【特集】栄和人コーチとの“タッグ”でV2…女子55kg級・吉田沙保里




 吉田沙保里(中京女大)はティナ・ジョージ(米国)を破って2連覇を決めると、昨年と同じくマットをバンとたたき、そこに顔をうずめた。「決勝は去年と同じ相手でしたが、先に1ポイントを取られ、去年より強くなったと感じました。よく研究してきていて、得意の正面タックルに入れませんでした」。

 準決勝の欧州チャンピオン、ナタリア・ゴルツ(ロシア)戦も、タックルをことごとくかわされていた。各国の日本選手対策はかなり進んでいるようだ。しかし、足首にタックルにいくローシングルを実戦で使えるようにしておき、これが当たった。これは栄和人コーチ(中京女大監督)の指示でマスターしたもので、さすがに外国選手も、この技に対する研究はできていなかった。

 いまの吉田にとって、毎日の練習を指導してくれる栄コーチの存在は力強い限り。準決勝では当初、栄コーチが同時に試合のあった伊調千春のセコンドについており、不安だったそうだが、伊調の試合が終わって自分のマットサイドに来てくれた途端に「ホッとし、力が出ました」と言う。強い信頼関係のもとでのV2達成だった。
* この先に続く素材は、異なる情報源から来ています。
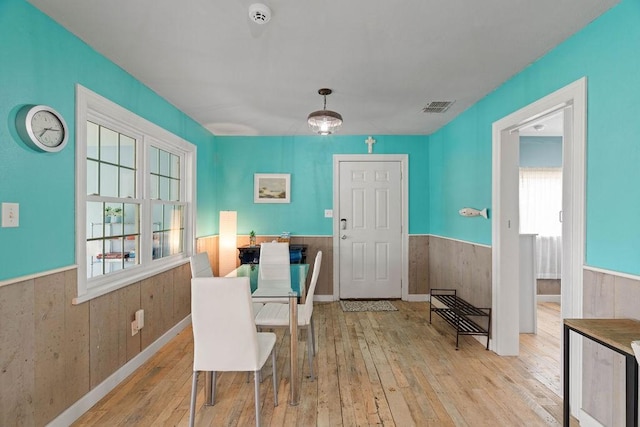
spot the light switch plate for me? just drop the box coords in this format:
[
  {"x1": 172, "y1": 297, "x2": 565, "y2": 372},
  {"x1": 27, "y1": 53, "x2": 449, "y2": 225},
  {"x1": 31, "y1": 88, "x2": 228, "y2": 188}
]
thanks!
[
  {"x1": 324, "y1": 209, "x2": 333, "y2": 218},
  {"x1": 2, "y1": 203, "x2": 19, "y2": 228}
]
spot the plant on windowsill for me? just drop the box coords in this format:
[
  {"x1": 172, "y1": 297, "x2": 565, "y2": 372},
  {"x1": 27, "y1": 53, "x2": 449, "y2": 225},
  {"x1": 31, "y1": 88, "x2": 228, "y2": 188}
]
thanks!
[
  {"x1": 104, "y1": 206, "x2": 113, "y2": 223},
  {"x1": 111, "y1": 207, "x2": 123, "y2": 223},
  {"x1": 249, "y1": 230, "x2": 256, "y2": 246}
]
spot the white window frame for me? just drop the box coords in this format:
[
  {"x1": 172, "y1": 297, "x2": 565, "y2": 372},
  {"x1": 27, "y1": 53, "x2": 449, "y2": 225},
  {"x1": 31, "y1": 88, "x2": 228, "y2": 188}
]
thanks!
[{"x1": 74, "y1": 85, "x2": 196, "y2": 303}]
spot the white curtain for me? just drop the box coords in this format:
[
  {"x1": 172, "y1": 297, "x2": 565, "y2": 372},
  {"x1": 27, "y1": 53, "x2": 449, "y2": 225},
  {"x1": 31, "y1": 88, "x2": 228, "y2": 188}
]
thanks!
[{"x1": 520, "y1": 168, "x2": 562, "y2": 279}]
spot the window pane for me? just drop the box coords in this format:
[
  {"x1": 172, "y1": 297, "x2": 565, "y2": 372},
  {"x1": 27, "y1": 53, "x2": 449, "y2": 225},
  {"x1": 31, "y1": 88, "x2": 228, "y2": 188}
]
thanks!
[
  {"x1": 122, "y1": 203, "x2": 139, "y2": 232},
  {"x1": 87, "y1": 240, "x2": 104, "y2": 278},
  {"x1": 100, "y1": 127, "x2": 119, "y2": 164},
  {"x1": 87, "y1": 160, "x2": 99, "y2": 196},
  {"x1": 120, "y1": 135, "x2": 135, "y2": 168},
  {"x1": 170, "y1": 153, "x2": 180, "y2": 179},
  {"x1": 150, "y1": 175, "x2": 159, "y2": 200},
  {"x1": 100, "y1": 163, "x2": 118, "y2": 197},
  {"x1": 86, "y1": 202, "x2": 104, "y2": 238},
  {"x1": 159, "y1": 149, "x2": 170, "y2": 176},
  {"x1": 120, "y1": 168, "x2": 135, "y2": 198},
  {"x1": 169, "y1": 178, "x2": 179, "y2": 201},
  {"x1": 150, "y1": 146, "x2": 159, "y2": 174},
  {"x1": 123, "y1": 236, "x2": 139, "y2": 268},
  {"x1": 87, "y1": 121, "x2": 99, "y2": 160},
  {"x1": 159, "y1": 176, "x2": 170, "y2": 200}
]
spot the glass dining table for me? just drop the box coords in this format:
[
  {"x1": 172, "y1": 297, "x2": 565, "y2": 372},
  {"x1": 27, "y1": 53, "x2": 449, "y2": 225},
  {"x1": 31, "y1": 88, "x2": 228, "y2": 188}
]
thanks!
[{"x1": 203, "y1": 263, "x2": 309, "y2": 407}]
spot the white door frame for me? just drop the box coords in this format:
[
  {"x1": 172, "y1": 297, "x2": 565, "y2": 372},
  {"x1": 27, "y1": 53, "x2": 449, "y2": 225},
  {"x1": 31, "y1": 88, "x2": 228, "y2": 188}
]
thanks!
[
  {"x1": 492, "y1": 77, "x2": 586, "y2": 415},
  {"x1": 332, "y1": 154, "x2": 409, "y2": 301}
]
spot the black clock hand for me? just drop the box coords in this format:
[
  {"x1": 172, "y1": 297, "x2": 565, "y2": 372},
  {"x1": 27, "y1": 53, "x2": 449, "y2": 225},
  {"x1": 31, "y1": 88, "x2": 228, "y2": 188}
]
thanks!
[{"x1": 39, "y1": 127, "x2": 61, "y2": 137}]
 国際大会の連続優勝は「14」に伸び、50連勝を超える。しかし、いまの吉田に国際大会に限る強さにこだわる余裕はない。国内に、2kgオーバー計量時での戦いとはいえ2連敗中の最大のライバル、山本聖子がいるからだ。このあとアテネ五輪へ向けて、全日本選手権、「クイーンズカップ」、その後の参考試合と、雌雄を決せねばならない。「1点差でもいいから勝ちたい。そして日本代表になって、アテネ五輪で金メダルを取りたい」。山本と同様、もう次の闘いがスタートした。